Dan sebagaimana dikatakan dalam kitab Al-Anwar (Misykat Al-Anwar?). Haram bagi wanita haid dan nifas untuk imsak maksudnya dengan niat puasa. Maka tidak wajib bagi mereka untuk mendapatkan sesuatu yang membatalkan puasa demikian sebagaimana pada saat Ied (hari raya) - yang juga tidak wajib melakukan sesuatu yang membatalkan puasa - berbeda dengan pendapat yang mewajibkan membatalkan puasa. Dan yang demikian mencukupi dengan tanpa adanya niat.

Yang lebih mudah dipahami di Al-Majmu':

المجموع - ج 6 / ص 257:

لا يصح صوم الحائض والنفساء ولا يجب عليهما ويحرم عليهما ويجب قضاؤه وهذا كله مجمع عليه ولو أمسكت لا بنية الصوم لم تأثم وإنما تأثم إذا نوته وإن كان لا ينعقد وقد ذكر المصنف هنا وفى باب الحيض دلائل هذا كله مع ما ضممته هناك إليه.

Tidak sah puasanya wanita haid dan nifas dan tidak wajib bagi mereka dan haram bagi mereka dan wajib mengqadla'nya, dan semua itu telah disepakati. Jika ia imsak dengan tanpa niat puasa maka tidak berdosa karena dosa itu jika ia meniatkannya meskipun puasanya tidak sah.

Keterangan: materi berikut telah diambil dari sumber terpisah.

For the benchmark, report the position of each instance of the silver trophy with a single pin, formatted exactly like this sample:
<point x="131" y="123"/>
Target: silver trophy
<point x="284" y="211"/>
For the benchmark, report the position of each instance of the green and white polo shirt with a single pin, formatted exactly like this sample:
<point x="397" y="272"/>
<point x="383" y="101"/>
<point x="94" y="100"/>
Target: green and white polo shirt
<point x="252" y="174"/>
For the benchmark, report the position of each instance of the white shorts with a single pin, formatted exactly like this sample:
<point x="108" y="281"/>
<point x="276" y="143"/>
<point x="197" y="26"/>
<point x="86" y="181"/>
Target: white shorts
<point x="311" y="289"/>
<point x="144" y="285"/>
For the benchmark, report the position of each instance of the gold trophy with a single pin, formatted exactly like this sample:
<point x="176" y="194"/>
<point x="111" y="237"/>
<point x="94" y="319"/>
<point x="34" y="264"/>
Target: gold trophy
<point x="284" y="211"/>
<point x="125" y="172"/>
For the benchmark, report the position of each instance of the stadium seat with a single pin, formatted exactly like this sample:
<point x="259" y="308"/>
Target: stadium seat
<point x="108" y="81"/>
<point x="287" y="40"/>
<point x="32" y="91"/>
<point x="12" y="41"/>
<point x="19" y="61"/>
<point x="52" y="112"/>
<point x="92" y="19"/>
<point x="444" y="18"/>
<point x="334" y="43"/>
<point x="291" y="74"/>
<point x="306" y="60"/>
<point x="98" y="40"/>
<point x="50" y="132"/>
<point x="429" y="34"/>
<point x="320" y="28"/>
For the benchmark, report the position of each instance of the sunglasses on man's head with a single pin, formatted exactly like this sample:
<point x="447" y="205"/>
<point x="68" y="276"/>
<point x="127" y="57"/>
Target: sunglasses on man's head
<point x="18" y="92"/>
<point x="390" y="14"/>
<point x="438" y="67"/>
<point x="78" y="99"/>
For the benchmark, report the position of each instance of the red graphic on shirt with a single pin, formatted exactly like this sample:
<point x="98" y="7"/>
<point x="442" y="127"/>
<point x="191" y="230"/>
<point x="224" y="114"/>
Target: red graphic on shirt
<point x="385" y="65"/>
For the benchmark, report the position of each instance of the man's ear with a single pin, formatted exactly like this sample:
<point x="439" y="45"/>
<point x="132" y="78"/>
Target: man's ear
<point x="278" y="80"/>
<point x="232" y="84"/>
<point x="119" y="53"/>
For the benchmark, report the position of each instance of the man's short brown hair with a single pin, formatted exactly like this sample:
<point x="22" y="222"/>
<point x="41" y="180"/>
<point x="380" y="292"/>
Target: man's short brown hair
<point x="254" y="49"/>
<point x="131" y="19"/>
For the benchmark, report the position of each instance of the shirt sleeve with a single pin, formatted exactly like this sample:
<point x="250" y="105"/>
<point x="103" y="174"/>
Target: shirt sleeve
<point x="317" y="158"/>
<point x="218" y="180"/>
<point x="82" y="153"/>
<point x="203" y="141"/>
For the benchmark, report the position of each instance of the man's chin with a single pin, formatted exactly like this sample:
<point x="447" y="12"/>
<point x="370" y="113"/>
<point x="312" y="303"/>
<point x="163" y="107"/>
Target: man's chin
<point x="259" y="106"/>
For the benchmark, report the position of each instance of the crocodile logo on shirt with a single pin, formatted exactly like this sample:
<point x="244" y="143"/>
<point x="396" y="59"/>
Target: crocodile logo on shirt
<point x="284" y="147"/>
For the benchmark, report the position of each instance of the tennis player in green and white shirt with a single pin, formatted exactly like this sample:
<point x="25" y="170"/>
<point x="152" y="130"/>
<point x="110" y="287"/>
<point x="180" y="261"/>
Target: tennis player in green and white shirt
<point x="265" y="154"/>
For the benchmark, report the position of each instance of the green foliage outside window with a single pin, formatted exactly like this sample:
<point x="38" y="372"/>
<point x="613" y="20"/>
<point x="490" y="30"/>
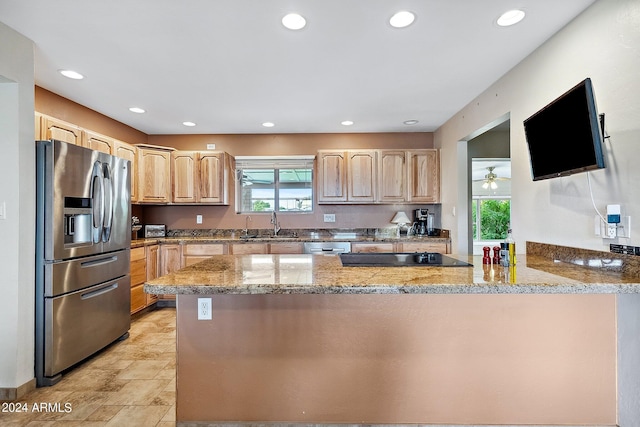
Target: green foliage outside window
<point x="494" y="217"/>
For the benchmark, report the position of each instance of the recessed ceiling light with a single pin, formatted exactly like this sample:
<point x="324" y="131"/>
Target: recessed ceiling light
<point x="293" y="21"/>
<point x="510" y="17"/>
<point x="71" y="74"/>
<point x="402" y="19"/>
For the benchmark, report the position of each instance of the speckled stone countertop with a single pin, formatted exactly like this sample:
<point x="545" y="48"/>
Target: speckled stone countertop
<point x="264" y="236"/>
<point x="324" y="274"/>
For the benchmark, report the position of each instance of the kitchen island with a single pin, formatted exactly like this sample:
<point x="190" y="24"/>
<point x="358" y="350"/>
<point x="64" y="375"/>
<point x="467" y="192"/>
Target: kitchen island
<point x="301" y="339"/>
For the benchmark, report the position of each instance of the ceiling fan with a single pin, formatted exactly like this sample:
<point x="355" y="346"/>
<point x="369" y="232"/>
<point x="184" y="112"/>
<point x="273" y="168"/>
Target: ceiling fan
<point x="490" y="179"/>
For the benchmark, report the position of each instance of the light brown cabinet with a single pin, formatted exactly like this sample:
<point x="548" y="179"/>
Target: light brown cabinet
<point x="138" y="276"/>
<point x="154" y="174"/>
<point x="440" y="247"/>
<point x="153" y="268"/>
<point x="98" y="142"/>
<point x="424" y="176"/>
<point x="170" y="261"/>
<point x="200" y="177"/>
<point x="128" y="152"/>
<point x="347" y="176"/>
<point x="51" y="128"/>
<point x="378" y="176"/>
<point x="372" y="247"/>
<point x="392" y="176"/>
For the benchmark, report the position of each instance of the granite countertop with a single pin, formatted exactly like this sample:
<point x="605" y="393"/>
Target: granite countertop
<point x="191" y="237"/>
<point x="324" y="274"/>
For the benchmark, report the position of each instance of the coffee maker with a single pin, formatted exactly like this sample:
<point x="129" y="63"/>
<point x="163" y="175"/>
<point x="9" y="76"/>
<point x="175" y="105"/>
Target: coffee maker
<point x="423" y="225"/>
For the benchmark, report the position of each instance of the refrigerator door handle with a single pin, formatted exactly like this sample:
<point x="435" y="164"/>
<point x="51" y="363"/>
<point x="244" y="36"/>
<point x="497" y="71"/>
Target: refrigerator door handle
<point x="99" y="292"/>
<point x="108" y="203"/>
<point x="97" y="201"/>
<point x="97" y="262"/>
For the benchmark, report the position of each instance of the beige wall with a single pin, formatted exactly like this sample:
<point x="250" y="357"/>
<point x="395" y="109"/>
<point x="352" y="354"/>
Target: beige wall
<point x="602" y="43"/>
<point x="426" y="359"/>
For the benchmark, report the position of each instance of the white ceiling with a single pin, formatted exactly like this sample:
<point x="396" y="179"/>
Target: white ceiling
<point x="229" y="65"/>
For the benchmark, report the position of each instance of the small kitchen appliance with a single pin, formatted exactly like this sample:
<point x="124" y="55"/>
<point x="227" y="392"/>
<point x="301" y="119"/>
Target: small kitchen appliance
<point x="424" y="223"/>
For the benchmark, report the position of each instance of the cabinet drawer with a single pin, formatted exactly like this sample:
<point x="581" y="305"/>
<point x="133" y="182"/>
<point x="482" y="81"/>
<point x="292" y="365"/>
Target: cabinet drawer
<point x="372" y="247"/>
<point x="138" y="253"/>
<point x="203" y="249"/>
<point x="285" y="248"/>
<point x="138" y="298"/>
<point x="138" y="271"/>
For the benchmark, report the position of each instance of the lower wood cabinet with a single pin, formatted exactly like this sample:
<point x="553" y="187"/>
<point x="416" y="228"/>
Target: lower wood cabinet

تحفة الحبيب على شرح الخطيب - (ج 3 / ص 104):

فالحاصل أن الردة والجنون والحيض والنفاس والولادة متى طرأ واحد منها في أثناء اليوم ولو لحظة ضر فيمنع الصحة ، وأن النوم لا يضر ولو استغرق اليوم ، وأن الإغماء والسكر إن استغرقا اليوم منعا الصحة وإِلا فلا

Kesimpulan, sesungguhnya murtad, gila, haid, nifas dan melahirkan jika salah satunya datang di tengah-tengah hari walau sebentar maka bisa fatal, dalam arti hukum sahnya puasa itu tercegah. Dan sesungguhnya tidur walaupun menghabiskan hari maka tidak apa-apa/ tidak membatalkan puasa. Dan sesungguhnya ayan dan mabuk jika menghabiskan hari maka tercegah sahnya puasa, tapi kalau tidak menghabiskan hari maka tidak apa-apa (puasanya tetap sah). Tuhfatul Habib ala Syarhil Khotib, juz 3, hal. 104. Wallahu A'lam. []


Catatan: Tulisan ini telah terbit pada tanggal 7 April 2019. Tim Redaksi mengunggah ulang dengan melakukan penyuntingan dan penyelarasan bahasa.